State Dept. Backs Japan Security Seat

Japan merits a permanent seat on the U.N. Security Council (search), a senior State Department official said Tuesday, but proposals for revamping the United Nations may not be ready by September as called for by Secretary-General Kofi Annan (search).

Japan ranks second only to the United States in financial contributions to the United Nations, which bolsters its case for the permanent seat alongside the United States, Britain, France, Russia and China, said Kim Holmes, assistant secretary of state for international organizations.

Expansion of the Security Council, which has 10 other seats parceled out among all the other 186 countries except Israel, is among the changes likely to be adopted.

The five permanent members, who each have the power to veto resolutions, will retain the seats they have held since the founding of the United Nations (search) in 1945. Several countries may be added. Among the contenders are Brazil, Germany and India.

Holmes, who is leaving his post at the end of the month to return to the Heritage Foundation, a conservative research group, said wealth was not the only qualification. But he said Japan's contributions should be given serious attention.

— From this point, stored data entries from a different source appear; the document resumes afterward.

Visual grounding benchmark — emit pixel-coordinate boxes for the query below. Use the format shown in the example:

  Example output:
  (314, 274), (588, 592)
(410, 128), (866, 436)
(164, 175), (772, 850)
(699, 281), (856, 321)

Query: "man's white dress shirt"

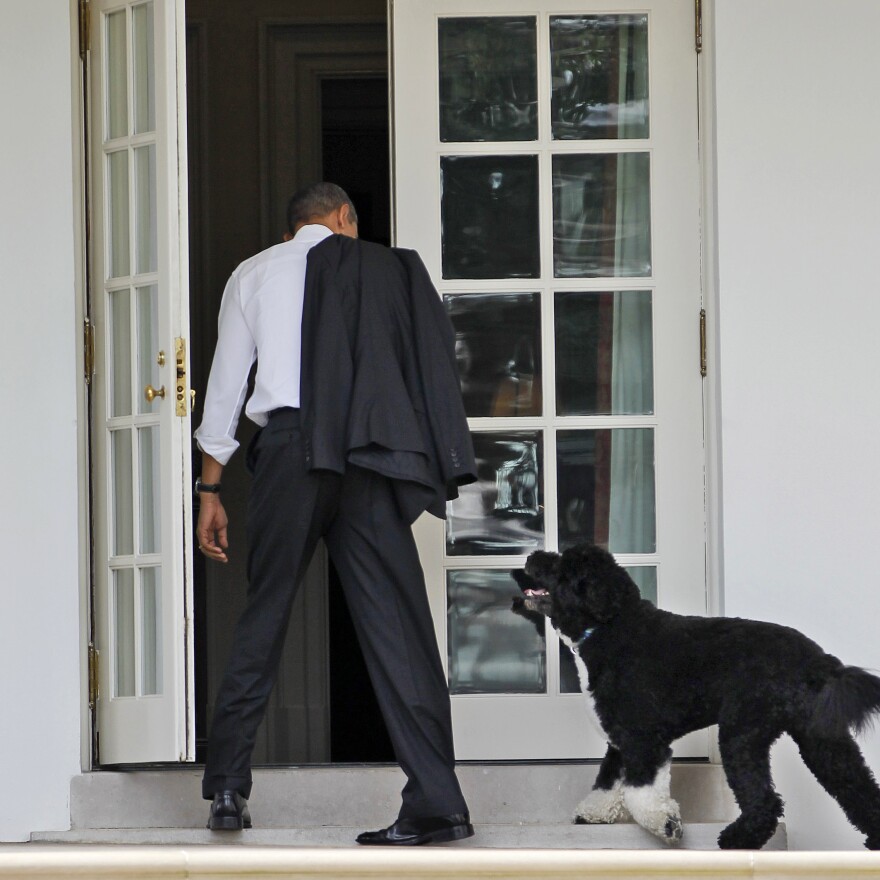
(195, 224), (332, 465)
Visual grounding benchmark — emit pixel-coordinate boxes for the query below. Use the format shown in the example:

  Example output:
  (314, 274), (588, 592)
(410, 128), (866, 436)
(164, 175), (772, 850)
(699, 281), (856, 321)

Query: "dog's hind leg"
(622, 742), (682, 846)
(718, 726), (783, 849)
(791, 733), (880, 849)
(574, 743), (631, 825)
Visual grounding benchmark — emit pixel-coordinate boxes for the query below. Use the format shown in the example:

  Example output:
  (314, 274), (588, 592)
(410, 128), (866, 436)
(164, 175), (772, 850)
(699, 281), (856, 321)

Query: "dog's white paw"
(623, 764), (682, 846)
(574, 783), (632, 825)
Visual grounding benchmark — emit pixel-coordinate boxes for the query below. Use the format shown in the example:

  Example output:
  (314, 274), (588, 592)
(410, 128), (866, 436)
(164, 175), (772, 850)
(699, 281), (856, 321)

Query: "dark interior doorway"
(187, 0), (393, 764)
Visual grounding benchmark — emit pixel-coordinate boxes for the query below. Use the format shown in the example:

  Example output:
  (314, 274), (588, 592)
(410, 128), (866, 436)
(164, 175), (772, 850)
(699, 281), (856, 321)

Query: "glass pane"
(106, 9), (128, 139)
(134, 144), (158, 272)
(440, 156), (541, 278)
(438, 17), (538, 142)
(131, 3), (156, 134)
(113, 568), (135, 697)
(556, 428), (657, 553)
(108, 288), (131, 416)
(445, 293), (541, 418)
(446, 431), (544, 556)
(550, 15), (649, 140)
(446, 569), (547, 694)
(110, 428), (134, 556)
(559, 565), (657, 694)
(138, 425), (162, 553)
(554, 290), (654, 416)
(136, 284), (162, 413)
(107, 150), (129, 278)
(141, 568), (162, 694)
(553, 153), (651, 278)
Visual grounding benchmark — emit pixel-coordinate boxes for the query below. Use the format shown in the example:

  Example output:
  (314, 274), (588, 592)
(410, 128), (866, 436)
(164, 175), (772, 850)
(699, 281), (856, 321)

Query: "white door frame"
(392, 0), (707, 758)
(88, 0), (195, 764)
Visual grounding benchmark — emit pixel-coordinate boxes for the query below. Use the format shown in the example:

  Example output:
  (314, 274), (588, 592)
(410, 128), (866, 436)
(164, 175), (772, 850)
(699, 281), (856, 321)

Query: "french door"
(392, 0), (708, 759)
(88, 0), (194, 764)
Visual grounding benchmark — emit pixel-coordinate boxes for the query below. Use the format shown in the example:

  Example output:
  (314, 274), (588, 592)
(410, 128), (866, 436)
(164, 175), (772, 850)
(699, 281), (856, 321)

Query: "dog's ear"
(563, 546), (641, 623)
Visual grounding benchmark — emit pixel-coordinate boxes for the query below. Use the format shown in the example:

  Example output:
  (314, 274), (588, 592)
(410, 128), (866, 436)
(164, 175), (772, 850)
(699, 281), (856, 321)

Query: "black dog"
(514, 545), (880, 849)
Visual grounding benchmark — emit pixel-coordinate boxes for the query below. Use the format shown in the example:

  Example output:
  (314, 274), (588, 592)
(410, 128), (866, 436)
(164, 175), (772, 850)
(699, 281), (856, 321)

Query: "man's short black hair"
(287, 181), (357, 233)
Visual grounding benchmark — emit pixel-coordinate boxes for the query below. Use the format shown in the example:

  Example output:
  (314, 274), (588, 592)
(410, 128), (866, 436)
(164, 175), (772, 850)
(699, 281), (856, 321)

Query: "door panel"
(89, 0), (193, 764)
(392, 0), (708, 759)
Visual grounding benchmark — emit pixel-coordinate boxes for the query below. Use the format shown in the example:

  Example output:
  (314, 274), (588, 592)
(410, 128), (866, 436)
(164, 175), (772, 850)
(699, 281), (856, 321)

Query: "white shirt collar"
(293, 223), (333, 242)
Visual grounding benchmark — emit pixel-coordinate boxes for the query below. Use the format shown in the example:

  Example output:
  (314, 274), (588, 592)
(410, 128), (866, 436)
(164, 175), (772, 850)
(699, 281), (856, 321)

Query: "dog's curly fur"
(514, 544), (880, 849)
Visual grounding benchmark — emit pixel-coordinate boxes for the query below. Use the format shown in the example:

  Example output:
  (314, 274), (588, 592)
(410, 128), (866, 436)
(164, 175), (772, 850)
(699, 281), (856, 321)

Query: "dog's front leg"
(623, 749), (682, 846)
(574, 743), (631, 825)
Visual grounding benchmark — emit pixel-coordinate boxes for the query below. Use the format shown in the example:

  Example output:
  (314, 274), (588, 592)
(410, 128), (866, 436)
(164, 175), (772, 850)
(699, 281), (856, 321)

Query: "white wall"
(710, 0), (880, 849)
(0, 0), (81, 840)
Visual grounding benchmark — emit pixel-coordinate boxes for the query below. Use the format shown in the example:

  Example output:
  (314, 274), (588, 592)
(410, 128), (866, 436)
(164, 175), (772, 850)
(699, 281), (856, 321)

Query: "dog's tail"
(810, 664), (880, 737)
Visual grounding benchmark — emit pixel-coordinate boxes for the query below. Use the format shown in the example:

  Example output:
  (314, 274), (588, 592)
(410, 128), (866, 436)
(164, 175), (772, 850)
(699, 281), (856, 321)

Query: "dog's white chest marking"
(556, 630), (608, 739)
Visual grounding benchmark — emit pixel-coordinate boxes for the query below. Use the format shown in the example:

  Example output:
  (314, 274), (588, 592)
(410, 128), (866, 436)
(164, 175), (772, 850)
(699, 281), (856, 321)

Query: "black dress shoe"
(208, 791), (251, 831)
(357, 813), (474, 846)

He declined to say which other countries may draw the support of the United States.

Overall, Holmes said, it would be a mistake "to rush the proposals" for reforming the United Nations.

Annan in March called for urgent action and said he hoped a package of reforms could be adopted by September.

Among his recommendations were enlarging the Security Council to include more voices from the developing world and all regions, and imposing more efficiency and accountability to the United Nations.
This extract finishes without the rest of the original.